All PEC constructs induced antigen-specific immune responses at similar levels. IgG titres induced by PEC-4 were not significantly different to those induced by CFA-adjuvanted P25-J8 (Figure 2B). The other PECs were less efficient than P25-J8/CFA in stimulating J8-specific antibody production. It was notable that PEC-1 was able to trigger slightly higher IgG titres than PEC-2 and PEC-3. This can be attributed to the presence of J8 epitope on the surface of PEC-1, promoting prompt recognition by B-cell receptors. Higher antigen dosage was also likely a factor (both LCP-1 and the external coating carried antigen). However, the differences were not statistically significant. Despite caring mannose targeting moiety, PEC-3 did not induce higher IgG production than other vaccine candidates. Uncoated LCP-1/alginate anionic nanoparticles were also effective in triggering IgG production; however, to a lesser extent than PEC-1 and PEC-4. All PECs and controls induced higher production of IgG1 than IgG2a, suggesting that the vaccine candidates induced predominantly Th2-biased immune responses (Supplementary Figures S12 and S13).

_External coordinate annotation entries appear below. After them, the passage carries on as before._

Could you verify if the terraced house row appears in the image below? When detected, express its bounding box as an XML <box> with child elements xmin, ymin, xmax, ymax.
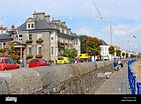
<box><xmin>0</xmin><ymin>11</ymin><xmax>80</xmax><ymax>61</ymax></box>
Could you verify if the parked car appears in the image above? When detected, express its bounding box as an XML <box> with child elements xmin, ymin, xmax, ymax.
<box><xmin>29</xmin><ymin>58</ymin><xmax>49</xmax><ymax>68</ymax></box>
<box><xmin>0</xmin><ymin>57</ymin><xmax>19</xmax><ymax>71</ymax></box>
<box><xmin>56</xmin><ymin>57</ymin><xmax>70</xmax><ymax>64</ymax></box>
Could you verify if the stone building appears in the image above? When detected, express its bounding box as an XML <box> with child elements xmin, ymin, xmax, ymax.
<box><xmin>13</xmin><ymin>11</ymin><xmax>80</xmax><ymax>62</ymax></box>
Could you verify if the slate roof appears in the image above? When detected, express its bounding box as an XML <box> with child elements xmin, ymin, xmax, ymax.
<box><xmin>0</xmin><ymin>33</ymin><xmax>13</xmax><ymax>41</ymax></box>
<box><xmin>18</xmin><ymin>19</ymin><xmax>54</xmax><ymax>31</ymax></box>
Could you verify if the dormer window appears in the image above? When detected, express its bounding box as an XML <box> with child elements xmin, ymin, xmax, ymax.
<box><xmin>26</xmin><ymin>18</ymin><xmax>35</xmax><ymax>29</ymax></box>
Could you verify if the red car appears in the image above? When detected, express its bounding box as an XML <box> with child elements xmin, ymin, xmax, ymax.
<box><xmin>0</xmin><ymin>57</ymin><xmax>19</xmax><ymax>71</ymax></box>
<box><xmin>29</xmin><ymin>58</ymin><xmax>49</xmax><ymax>68</ymax></box>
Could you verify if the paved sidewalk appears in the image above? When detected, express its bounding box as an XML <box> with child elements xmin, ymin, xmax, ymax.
<box><xmin>94</xmin><ymin>64</ymin><xmax>131</xmax><ymax>95</ymax></box>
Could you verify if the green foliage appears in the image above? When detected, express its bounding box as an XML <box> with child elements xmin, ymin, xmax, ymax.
<box><xmin>86</xmin><ymin>37</ymin><xmax>102</xmax><ymax>56</ymax></box>
<box><xmin>109</xmin><ymin>46</ymin><xmax>115</xmax><ymax>55</ymax></box>
<box><xmin>116</xmin><ymin>50</ymin><xmax>121</xmax><ymax>57</ymax></box>
<box><xmin>80</xmin><ymin>35</ymin><xmax>89</xmax><ymax>53</ymax></box>
<box><xmin>26</xmin><ymin>54</ymin><xmax>33</xmax><ymax>60</ymax></box>
<box><xmin>10</xmin><ymin>54</ymin><xmax>20</xmax><ymax>60</ymax></box>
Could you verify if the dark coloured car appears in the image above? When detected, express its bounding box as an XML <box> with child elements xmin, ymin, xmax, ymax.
<box><xmin>29</xmin><ymin>58</ymin><xmax>49</xmax><ymax>68</ymax></box>
<box><xmin>0</xmin><ymin>57</ymin><xmax>19</xmax><ymax>71</ymax></box>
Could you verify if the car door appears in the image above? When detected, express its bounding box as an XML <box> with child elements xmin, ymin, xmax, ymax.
<box><xmin>9</xmin><ymin>58</ymin><xmax>17</xmax><ymax>69</ymax></box>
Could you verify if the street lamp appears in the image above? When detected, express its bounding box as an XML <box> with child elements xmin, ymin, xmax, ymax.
<box><xmin>100</xmin><ymin>17</ymin><xmax>112</xmax><ymax>45</ymax></box>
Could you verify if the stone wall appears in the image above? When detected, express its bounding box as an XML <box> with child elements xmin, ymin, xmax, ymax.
<box><xmin>0</xmin><ymin>61</ymin><xmax>114</xmax><ymax>94</ymax></box>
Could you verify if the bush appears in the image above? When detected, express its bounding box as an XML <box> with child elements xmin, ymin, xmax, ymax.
<box><xmin>26</xmin><ymin>54</ymin><xmax>33</xmax><ymax>60</ymax></box>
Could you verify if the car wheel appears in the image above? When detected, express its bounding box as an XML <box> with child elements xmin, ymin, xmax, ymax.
<box><xmin>3</xmin><ymin>68</ymin><xmax>7</xmax><ymax>71</ymax></box>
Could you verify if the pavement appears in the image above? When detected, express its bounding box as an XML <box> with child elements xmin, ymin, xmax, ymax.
<box><xmin>94</xmin><ymin>64</ymin><xmax>131</xmax><ymax>95</ymax></box>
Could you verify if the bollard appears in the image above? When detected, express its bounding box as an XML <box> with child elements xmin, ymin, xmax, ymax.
<box><xmin>137</xmin><ymin>82</ymin><xmax>141</xmax><ymax>94</ymax></box>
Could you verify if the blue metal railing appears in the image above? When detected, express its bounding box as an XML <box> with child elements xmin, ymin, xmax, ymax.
<box><xmin>128</xmin><ymin>60</ymin><xmax>141</xmax><ymax>94</ymax></box>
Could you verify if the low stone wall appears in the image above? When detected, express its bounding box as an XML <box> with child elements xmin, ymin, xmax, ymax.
<box><xmin>130</xmin><ymin>58</ymin><xmax>141</xmax><ymax>82</ymax></box>
<box><xmin>0</xmin><ymin>61</ymin><xmax>114</xmax><ymax>94</ymax></box>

3.4. Antibody Opsonic Capability

Antibodies produced in the sera by immunised mice were used to determine opsonic activity against two strains of GAS clinical isolates (Figure 3): D3840 and GC2203, isolated from a nasopharynx swab and wound swab, respectively. Opsonic abilities were calculated based on the reduction of CFU compared to sera from negative control mice, determining the quality and effectiveness of the antibodies. Antibodies produced by mice immunised with PEC-4 had comparable opsonic activity to the positive control group (P25-J8/CFA), while those of all other mice were significantly less opsonic. PEC-1 to PEC-3 sera had similar levels of opsonic activity, despite the higher overall dosage of antigen introduced by PEC-1. Thus, cross-linked poly-Lys (PEC-4) was better able to stimulate the immune system and produced higher opsonic antibody titres compared to poly-Arg (PEC-1 to PEC-3). Interestingly, simple poly-Arg (not cross-linked) was previously shown to be effective in inducing humoral immunity [42], while poly-Lys lacked immune stimulating ability [41]. The higher efficacy of poly-Lys compared to poly-Arg in the current study may be related to non-specific uptake of poly-Arg (as a cell penetrating peptide) by non-immune cells [40]. Alternatively, cross-linking of poly-Lys could have altered its immune stimulating potency.

4. Conclusions

Nanoparticles have been widely explored for the delivery of vaccines where encapsulation of antigens with commercially available cationic polymers, such as chitosan or PEI, is utilized. However, further modifications, such as the incorporation of targeting moieties to enhance immune responses, can be challenging. In this study, we demonstrated that a fully chemically synthesized polycationic cross-linked poly-Lys peptide, but not poly-Arg, can have similar capacity as CFA in stimulating humoral immunity. While there was no significant difference in the ability to trigger opsonic antibody production between the PECs that were derivatised with mannose, B-cell epitope, or neither, having flexibility in derivatisation is advantageous for developing delivery systems. Importantly, this study showed that cross-linked polycationic peptides can be used to replace PEI for the development of safe vaccine delivery systems.